As for Alley D, Morgantown Communications Manager Andrew Stacy said that as part of the $3 million TIF project, the city reached a verbal agreement with Blue Sky Realty and, on more than one occasion, was assured that an easement agreement had been signed, but not delivered, despite requests from the city.

In April of 2019, the city adopted an ordinance outlining its intention to shift the alley right-of-way and transfer a portion of the previous alley right-of-way to Blue Sky Realty.

Even so, Stacy admits, “The city proceeded with the construction project without receiving the signed easement agreement.”

Stacy said the city remains willing to reach an agreement with the realty company and will remove infrastructure placed on Blue Sky’s property, if given permission.

He also said the project was closed out last fall.

One glaring issue with that, Glitz explained, is that instead of crowning the alley, so water sheds off in both directions, the alley was engineered as an inverse V, meaning the water is funneled to the center of the right-of-way and into storm drops, which were left standing taller than the grade of the alley.

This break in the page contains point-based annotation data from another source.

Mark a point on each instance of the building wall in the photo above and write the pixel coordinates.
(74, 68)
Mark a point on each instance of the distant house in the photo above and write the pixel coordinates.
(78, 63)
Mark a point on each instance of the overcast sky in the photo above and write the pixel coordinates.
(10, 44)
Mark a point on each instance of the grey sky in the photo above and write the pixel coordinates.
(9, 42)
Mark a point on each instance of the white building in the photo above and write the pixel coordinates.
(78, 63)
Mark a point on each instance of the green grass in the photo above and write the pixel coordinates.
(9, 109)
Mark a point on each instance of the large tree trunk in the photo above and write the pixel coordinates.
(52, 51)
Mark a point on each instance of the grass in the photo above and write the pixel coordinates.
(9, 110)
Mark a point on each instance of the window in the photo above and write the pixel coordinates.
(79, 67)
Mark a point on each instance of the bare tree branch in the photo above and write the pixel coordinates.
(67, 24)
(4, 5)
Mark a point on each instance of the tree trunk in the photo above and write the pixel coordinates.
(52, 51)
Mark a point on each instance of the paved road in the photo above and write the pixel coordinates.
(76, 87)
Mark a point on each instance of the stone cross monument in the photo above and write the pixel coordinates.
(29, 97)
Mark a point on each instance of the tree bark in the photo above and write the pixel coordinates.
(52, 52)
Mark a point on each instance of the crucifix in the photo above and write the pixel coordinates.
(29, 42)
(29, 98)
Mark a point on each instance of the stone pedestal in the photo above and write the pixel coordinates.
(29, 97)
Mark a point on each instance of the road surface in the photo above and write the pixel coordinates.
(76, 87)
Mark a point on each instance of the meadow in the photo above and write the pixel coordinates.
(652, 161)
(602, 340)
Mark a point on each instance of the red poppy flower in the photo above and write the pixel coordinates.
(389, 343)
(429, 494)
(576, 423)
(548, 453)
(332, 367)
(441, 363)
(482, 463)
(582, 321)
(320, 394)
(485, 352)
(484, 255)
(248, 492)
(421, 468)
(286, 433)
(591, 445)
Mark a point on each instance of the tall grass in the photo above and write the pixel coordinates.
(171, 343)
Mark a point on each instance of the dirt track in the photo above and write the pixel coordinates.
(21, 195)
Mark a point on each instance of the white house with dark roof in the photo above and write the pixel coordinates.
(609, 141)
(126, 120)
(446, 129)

The Craigs say their alley grievances ended up resulting in the city eliminating Beverly Avenue curb cuts for their properties. Stacy said that’s not the case, pointing out that one non-permitted curb cut was removed as it didn’t offer enough depth to allow safe parking out of the public right-of-way.
Either way, James Craig explained, the issue will likely be meted out in court.

“I’m old-school,” he said. “You tell me you’re going to do something, and I tell you I’m going to do something. I do it, and if I can’t, I come back and tell you, ‘I can’t do it.’ That’s not how this city operates – not anymore. They just do it and say, ‘Sue me.’ Well, I guess that’s where we’re at.”